A previous anatomical study on the course of the phrenic nerves has demonstrated that the left phrenic nerve runs along the pericardium overlying the left atrial appendage.19 This nerve may also be at risk if epicardial approaches are used. Moreover, on the epicardial aspect the anterior interventricular trunk and the obtuse marginal trunk join to form the left coronary lymphatic channel that passes beneath the left atrial appendage and close to the os.20 The great cardiac vein on its ascent to the atrioventricular groove also passes underneath the appendage but its course tends to veer away from the os.
Nevertheless, early clinical experience with percutaneous devices appears promising with trials reporting no evidence of device embolisation or interference with surrounding structures.6 7 The follow-up periods in these studies were short and the subject population small.
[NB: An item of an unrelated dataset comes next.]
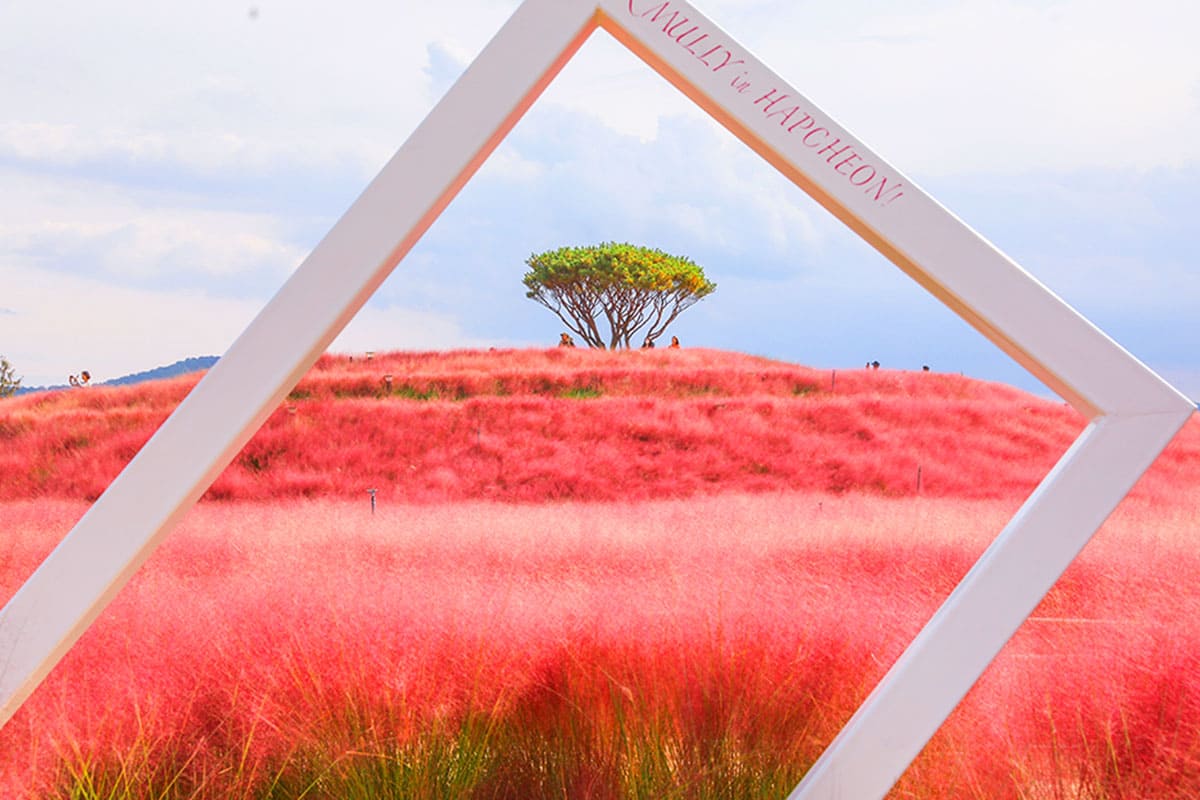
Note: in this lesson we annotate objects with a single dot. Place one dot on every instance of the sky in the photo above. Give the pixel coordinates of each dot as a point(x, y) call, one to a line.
point(165, 167)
There is an isolated case report of device embolisation after detachment from the catheter.21 The long-term safety of such devices has yet to be evaluated and a registry with longer follow-up will help towards detecting any complications.
The heart specimens were preserved in formalin, which causes tissue shrinkage by about 10%. This may lead to an underestimation of the dimensions measured. A previous anatomical study found differences in dimensions of the appendage between hearts from patients with sinus rhythm and those with atrial fibrillation.8 We were limited by the availability of organs for research. Most of them had been in the archive for decades and had no clinical information. Owing to incomplete patient information, we could not relate our measurements to age or to any cardiac causes of death in our study. Nevertheless, our series showed there was no significant correlation between atrial size and size of the os. This suggests to us that the observations concerning spatial relationships of structures and atrial wall are still highly relevant and important when contemplating closing the LAA os.
We highlight the shape of the LAA orifice and neighbouring structures including thin areas of atrial wall that are important considerations for designing percutaneous occlusion devices and for interventionists deploying these devices. Owing to the elliptical shape of the LAA orifice, round devices may need to be oversized considerably in order to achieve complete occlusion. But, oversized devices risk overlapping or impinging upon neighbouring structures, including the left upper pulmonary vein, the coronary arteries and the mitral valve.